The clinical manifestations include high fever, severe headache, muscular soreness, relative bradycardia, enlargement of the spleen, and symptoms of systemic sera. In addition, patients may suffer from the pneumonia with severe symptoms. Cyanosis, tachycardia, delirium, and coma may occur in the severe cases.

8.3 Laboratory Diagnosis

Pathogens can be detected in the etiological examination. The disease can also be diagnosed via the CFT of serum, with the single serum titer exceeding 1:64 and paired serum titers increasing at a four-time speed. Pathogens of birds should be detected in patients’ bodies.

8.4 Imaging Diagnosis

The X-ray and CT demonstrate the patch-shaped, cloud-shaped, nodule-shaped, and corn-shaped shadows in the lung field, expanding from the hilum of the lung in a fan-shaped or wedge-shaped pattern.

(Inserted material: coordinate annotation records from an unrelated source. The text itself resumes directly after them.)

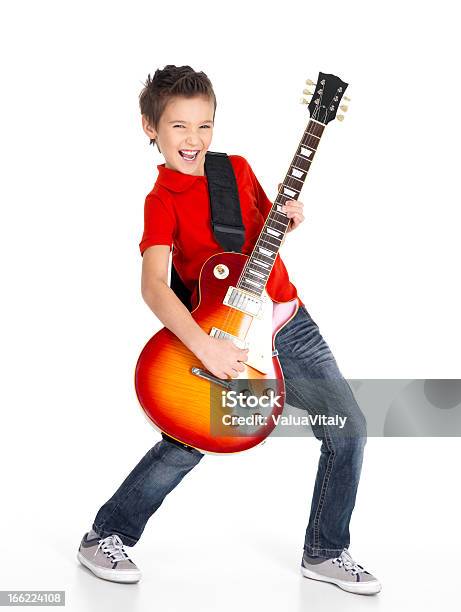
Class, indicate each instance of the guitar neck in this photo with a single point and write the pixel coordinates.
(257, 270)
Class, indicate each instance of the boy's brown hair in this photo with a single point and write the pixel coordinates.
(170, 82)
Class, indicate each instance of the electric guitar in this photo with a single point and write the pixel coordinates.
(178, 395)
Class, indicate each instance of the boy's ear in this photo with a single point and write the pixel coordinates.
(148, 129)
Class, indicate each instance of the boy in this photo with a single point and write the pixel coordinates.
(178, 107)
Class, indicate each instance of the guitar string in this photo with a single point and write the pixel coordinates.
(310, 140)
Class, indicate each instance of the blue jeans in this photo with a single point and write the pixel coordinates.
(314, 383)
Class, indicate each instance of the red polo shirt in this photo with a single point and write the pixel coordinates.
(177, 212)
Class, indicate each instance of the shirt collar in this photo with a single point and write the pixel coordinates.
(176, 181)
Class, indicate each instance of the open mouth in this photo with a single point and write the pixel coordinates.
(188, 155)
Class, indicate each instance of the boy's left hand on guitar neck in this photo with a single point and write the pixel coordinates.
(294, 211)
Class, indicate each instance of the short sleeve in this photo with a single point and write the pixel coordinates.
(262, 201)
(159, 223)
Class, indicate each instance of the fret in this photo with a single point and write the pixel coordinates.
(281, 195)
(315, 127)
(291, 191)
(302, 162)
(307, 151)
(290, 185)
(256, 284)
(272, 220)
(313, 135)
(267, 242)
(296, 173)
(273, 232)
(265, 251)
(258, 262)
(259, 274)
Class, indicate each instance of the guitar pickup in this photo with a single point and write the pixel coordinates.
(243, 301)
(219, 333)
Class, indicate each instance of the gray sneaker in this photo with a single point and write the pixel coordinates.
(342, 571)
(107, 559)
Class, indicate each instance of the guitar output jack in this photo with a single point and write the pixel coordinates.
(221, 271)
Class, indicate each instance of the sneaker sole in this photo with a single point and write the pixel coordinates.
(126, 576)
(362, 588)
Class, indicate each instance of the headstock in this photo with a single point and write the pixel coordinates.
(326, 99)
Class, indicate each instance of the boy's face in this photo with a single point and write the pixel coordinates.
(184, 133)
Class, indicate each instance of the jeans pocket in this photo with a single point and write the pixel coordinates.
(308, 314)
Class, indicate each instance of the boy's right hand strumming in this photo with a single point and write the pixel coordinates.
(221, 357)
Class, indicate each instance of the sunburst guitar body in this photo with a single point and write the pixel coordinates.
(184, 400)
(179, 396)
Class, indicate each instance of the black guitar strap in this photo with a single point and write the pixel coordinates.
(226, 216)
(226, 220)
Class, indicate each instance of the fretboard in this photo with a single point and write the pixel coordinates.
(261, 261)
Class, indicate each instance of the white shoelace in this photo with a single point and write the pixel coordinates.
(348, 562)
(113, 547)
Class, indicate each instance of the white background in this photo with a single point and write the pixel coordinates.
(376, 262)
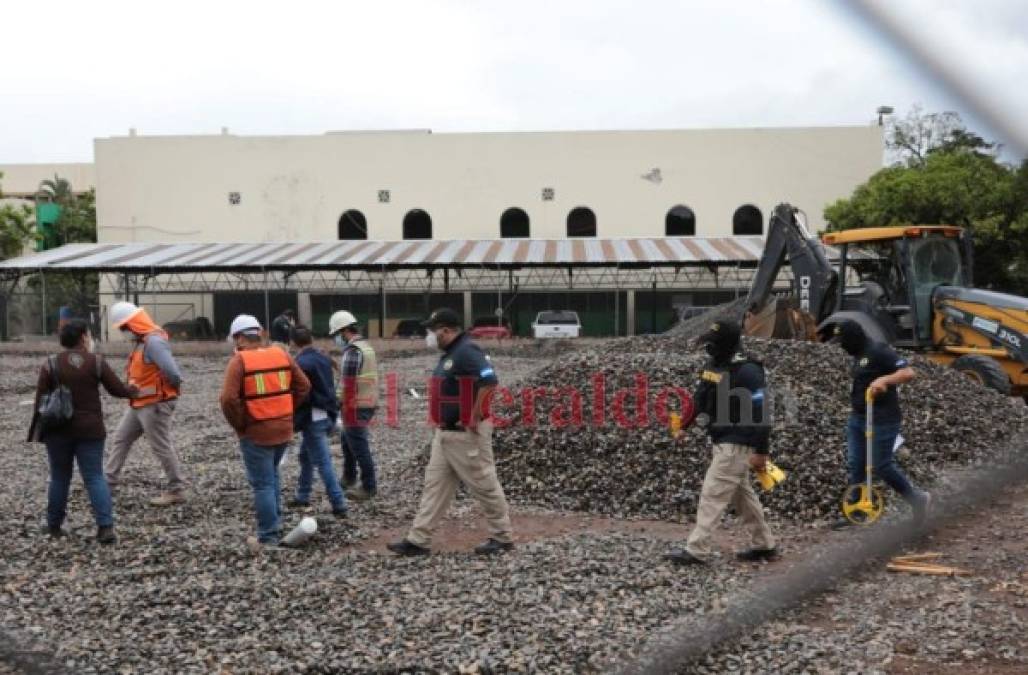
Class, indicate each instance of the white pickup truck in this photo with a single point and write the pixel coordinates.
(556, 324)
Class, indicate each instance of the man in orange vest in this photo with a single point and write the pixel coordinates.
(152, 369)
(262, 387)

The infiltration is commonly found in the inferior lobes of the bilateral lungs. Lesions are often found in the lobule, often accompanying the symptoms of diffuse panbronchiolitis and interstitial pneumonia. The lobar inflammation may occur as well, with an obvious demonstration of the chest X-ray and few pulmonary signs.

9 Differential Diagnosis

The clinical manifestation of psittacosis is lack of specificity. Psittacosis should be differentiated from other types of pneumonia caused by other pathogens, such as the Legionella pneumonia, Mycoplasma pneumonia, and SARS.

9.1 Legionella Pneumonia

The clinical manifestations include fever, profuse sweating, coughs, white phlegm, dyspnea, and relative bradycardia. The WBC count may increase in the laboratory test. As the WBC count of the psittacosis carriers is usually normal, psittacosis can be easily differentiated from Legionella pneumonia and other bacterial pneumonia. The chest X-ray demonstrates the leaf-shaped, cotton-shaped, and cloud-shaped shadows. Lesions can spread either diffusely or focally, accompanying swellings. If the patient tests positive for the Legionella via the special stain of the lung tissues in the biopsy, he/she may contract Legionella pneumonia.

9.2 Mycoplasma Pneumonia

Characterized by the intensive coughs, the Mycoplasma pneumonia often occurs in autumn and winter. The frequency and severity of coughs may increase in 1–2 days after the onset, accompanying the fever, headache, and general upset. Muscular soreness and gastrointestinal symptoms are seldom seen in the cases of Mycoplasma pneumonia. Mycoplasma pneumonia is mainly characterized by the apparent imaging manifestations as well as few positive physical signs in the lung. The X-ray demonstration is characterized by the interstitial changes, with the thickened and straight markings expanding from the hilum of the lung in the fan-shaped pattern. The X-ray also demonstrates the cloudy patches of the infiltration shadows with a low density and unclearly defined boundaries. The lesions are usually distributed segmentally on a small scale.

9.3 Virus Pneumonia

With the flulike symptoms, the psittacosis may sometimes be misdiagnosed as the virus pneumonia. Virus pneumonia is mostly caused by the influenza virus. With an acute onset, the variable symptoms of the virus pneumonia include fever, asthma, accelerating respiratory rate, and coughs with a small amount of sputum. The physical signs of the lung are inapparent. The X-ray may demonstrate the net-shaped shadows in the lung, accompanying the thickened and obscure markings. In severe cases, the diffuse nodule-shaped shadows with homogeneous density can be found in the middle and inferior field of the lung. The consolidation is seldom seen.

9.4 SARS

SARS is a respiratory infection cause by the SARS Coronavirus, sharing similar symptoms with psittacosis. The clinical symptoms including the high fever, dry coughs, small amount of sputum, headache, muscular soreness, and anorexia can be found in both diseases. In severe cases, patients may suffer from the respiratory distress. The demonstration of the chest X-ray may be normal at the early stage, while in some cases, the thickened and disorderly markings as well as the patch-shaped and cloud-shaped shadows can be found in the lung. The lesions may be discovered in both the unilateral and bilateral field of the lung. The typical changes are characterized by the shadows in the shape of the ground glass as well as the pulmonary consolidation (the air bronchus sign).